К утру Александрович напечатал тысячу экземпляров листовок. Два дня Жан разносил их по квартирам подпольщиков, каждому говорил:

— Расклеить и разбросать листовки в девятнадцать часов тридцать минут двадцать третьего октября. Не раньше и не позже. И как можно больше — в людных местах.

Двадцать третьего октября в семь часов тридцать минут вечера, как только стемнело, на стенах домов, на телеграфных столбах, на досках объявлений, даже на дверях полицейских участков и комендатур, в кинотеатрах забелели листовки. Вечером никто не обратил на них внимания, а утром люди читали пламенные слова подпольщиков и тихонько разговаривали между собой:

— Вот и хвалились немцы, что всех выловили... Но где же они всех выловят!.. Город же большой!..

За день до этого из леса пришла к Жану связная Зина (Дина Мадейскер).

— У меня есть люди, которых обязательно надо переправить в партизанский отряд, — сказал Жан. — Им угрожает опасность.

— А сам пойдешь?

— Нет, останусь еще. Дела есть.

— А разве тебе не грозит опасность?

— Не об этом речь... Еще раз говорю, дела неотложные есть. Нельзя же покидать подполье в такое ответственное время. Листовки надо расклеить, шрифты спрятать более надежно, добыть медикаментов. Может быть, удастся наладить связь с арестованными членами комитета. И еще одно дело... Я думаю вывести из лагеря военнопленных группу командиров Красной Армии. Одним словом, мне нужно еще задержаться.
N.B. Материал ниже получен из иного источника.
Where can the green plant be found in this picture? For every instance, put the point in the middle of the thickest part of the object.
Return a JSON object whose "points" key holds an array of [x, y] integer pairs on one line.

— Делай как лучше. Своих людей готовь на двадцать третье. У меня тут тоже кое-какие дела есть, дня на три хватит.

Сразу же после этого разговора Жан пошел к Деду.

Ни самого Толика Большого, ни Виктории Рубец на квартире не было. Старик лежал на кровати.

— Привет, Дед! — весело крикнул Жан. — Ну, как себя чувствуешь?

— Ничего... Хоть со скрипом, но дышу.

— Как ты смотришь на то, чтобы выбраться в лес?

Старик еще живее зашевелил белыми метелками усов и довольно ответил:

— Это было бы очень хорошо. Но есть ли связные?

— Ты же должен знать — у нас все есть...

— Хвалюшка ты...

— Совсем нет. Связная Зина пришла от «Дяди Коли». Она согласна забрать тебя и еще кое-кого.

— Ну, это хорошо. Из леса и через линию фронта пробраться легче. Когда нужно отправляться?

— Двадцать третьего. А ты достаточно подремонтировался? Сможешь идти?

— Да уж Витя старается... Она лучше любого доктора лечит. Золотые руки у женщины.

— Да, руки золотые...

— Трудно тут будет ей. Мало наших остается.

— Это ничего. Сейчас мало — будет больше. Так собирайся, Дед. До свидания!

Потом Жан разыскал Казаченка и тоже предупредил его, что и он должен оставить город.

С уходом Сайчика Виктории Рубец действительно стало тяжело. Поведение Анатоля Филипенка было подозрительным. То он хвастал, что создается новый подпольный центр, то расспрашивал о подпольщиках, которых он не знал, но о существовании которых слышал от других. Витя ничего не говорила ему, уверяла, что никого, кроме него, из подпольщиков не осталось, что все, кто не был арестован, в том числе и Жан, укрылись в лесу, в партизанском отряде. А в добавление ко всему пришла невеселая весть. Сестра Мария Федоровна прибежала к Виктории в больницу и сообщила, что арестовали Ивана Козлова. Некоторое время он скрывался у знакомых на улице Кропоткина. Потом выяснилось, что нужно оттуда уходить — в доме сидел шпик. Пришлось вернуться к Марии Федоровне, хотя ясно было, что здесь ему нельзя долго задерживаться.